Conference: CVPR 2026
Paper: CVF Open Access
Code: None (Project page only)
Area: Autonomous Driving / 3D Semantic Occupancy / Self-Supervised
Keywords: 3D Semantic Occupancy, Self-Supervised, 4D Query Supervision, Contracted BEV, Autonomous Driving Perception

TL;DR

QueryOcc directly supervises geometry and semantics in continuous 3D space using independent 4D spatio-temporal queries sampled from adjacent frames. Combined with a contracted BEV representation capable of handling unbounded scenes, it improves semantic RayIoU by 26% on the self-supervised Occ3D-nuScenes dataset while maintaining real-time inference at 11.6 FPS.

Background & Motivation

Background: 3D semantic occupancy is a core representation in modern autonomous driving perception—it simultaneously characterizes geometry, semantics, and drivable free space. However, voxel-level annotation for 3D scenes is extremely expensive (annotating the occupancy of 850 sequences in nuScenes took approximately 4,000 hours of manual labor). Consequently, self-supervised methods that learn directly from sensor data without relying on manual annotations have become the mainstream pursuit.

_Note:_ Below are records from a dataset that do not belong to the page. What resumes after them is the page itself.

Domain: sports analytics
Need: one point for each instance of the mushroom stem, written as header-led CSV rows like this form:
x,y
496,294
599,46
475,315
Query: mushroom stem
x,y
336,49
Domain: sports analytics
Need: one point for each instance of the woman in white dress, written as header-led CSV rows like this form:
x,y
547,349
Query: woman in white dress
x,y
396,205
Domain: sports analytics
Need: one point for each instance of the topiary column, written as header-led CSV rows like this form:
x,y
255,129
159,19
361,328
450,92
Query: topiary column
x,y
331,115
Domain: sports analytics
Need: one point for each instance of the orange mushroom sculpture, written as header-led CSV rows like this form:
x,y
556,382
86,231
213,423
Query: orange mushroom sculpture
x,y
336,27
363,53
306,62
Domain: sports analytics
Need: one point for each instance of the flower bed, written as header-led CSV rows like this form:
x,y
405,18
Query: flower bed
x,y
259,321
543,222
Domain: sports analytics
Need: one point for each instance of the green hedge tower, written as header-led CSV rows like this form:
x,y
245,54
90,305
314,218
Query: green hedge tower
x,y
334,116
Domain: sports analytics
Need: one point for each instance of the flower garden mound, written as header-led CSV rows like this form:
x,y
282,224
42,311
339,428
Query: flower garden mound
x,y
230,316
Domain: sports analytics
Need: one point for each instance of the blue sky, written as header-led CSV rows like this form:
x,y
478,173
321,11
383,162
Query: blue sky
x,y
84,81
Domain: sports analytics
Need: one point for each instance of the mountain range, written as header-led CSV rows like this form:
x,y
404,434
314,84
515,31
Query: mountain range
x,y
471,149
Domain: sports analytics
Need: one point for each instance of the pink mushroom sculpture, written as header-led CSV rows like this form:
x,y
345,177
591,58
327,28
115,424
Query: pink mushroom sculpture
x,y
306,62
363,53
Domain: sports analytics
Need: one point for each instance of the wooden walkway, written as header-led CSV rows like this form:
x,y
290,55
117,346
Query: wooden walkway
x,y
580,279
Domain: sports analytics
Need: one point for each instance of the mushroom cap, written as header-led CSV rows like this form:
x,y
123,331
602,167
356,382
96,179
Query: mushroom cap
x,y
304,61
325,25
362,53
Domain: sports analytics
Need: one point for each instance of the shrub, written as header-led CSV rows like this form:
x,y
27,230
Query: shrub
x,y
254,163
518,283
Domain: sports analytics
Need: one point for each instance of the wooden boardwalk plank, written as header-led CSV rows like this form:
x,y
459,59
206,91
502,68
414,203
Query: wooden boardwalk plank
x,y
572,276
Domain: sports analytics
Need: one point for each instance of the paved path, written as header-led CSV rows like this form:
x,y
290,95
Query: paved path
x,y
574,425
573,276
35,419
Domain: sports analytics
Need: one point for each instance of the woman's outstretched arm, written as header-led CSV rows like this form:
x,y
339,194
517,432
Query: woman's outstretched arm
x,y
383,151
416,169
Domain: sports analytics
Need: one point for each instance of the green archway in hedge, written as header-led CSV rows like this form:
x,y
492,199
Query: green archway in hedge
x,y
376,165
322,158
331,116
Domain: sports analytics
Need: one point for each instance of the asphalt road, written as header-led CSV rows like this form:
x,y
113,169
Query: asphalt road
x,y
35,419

Limitations of Prior Work: Existing self-supervised occupancy methods fall into two categories, each with severe limitations. Rendering-based methods (pure camera approaches such as SelfOcc, OccNeRF, and GaussianFlowOcc) treat the implicit volume as a radiance field and supervise it using the photometric and semantic consistency of 2D image reconstruction. Here, the geometric signal is a mere byproduct of image synthesis, rendering it indirect; the 3D structure emerges "along the way" rather than as an explicit learning objective. Furthermore, these methods often rely on externally estimated depth maps to stabilize training. LiDAR-based methods (such as MinkOcc and POP3D), though providing direct supervision in 3D, require accumulating LiDAR point clouds and discretizing them into voxel grids of predefined ranges and resolutions, which restricts spatial accuracy and scalability.

Key Challenge: It is exceptionally difficult to simultaneously achieve the "directness" of supervision signals and an "unbounded + high-precision" scene representation. Rendering-based methods suffer from poor directness, while LiDAR-based methods are bottlenecked by voxelization and fixed grid ranges, where the BEV grid size (and thus GPU memory and computation) grows quadratically with the scene distance.

Goal: (1) Provide a signal that directly supervises geometry and semantics in continuous 4D space-time, rather than relying on rendering or voxelization; (2) Design a scene representation that can cover unbounded real-world environments with constant GPU memory while preserving near-field details.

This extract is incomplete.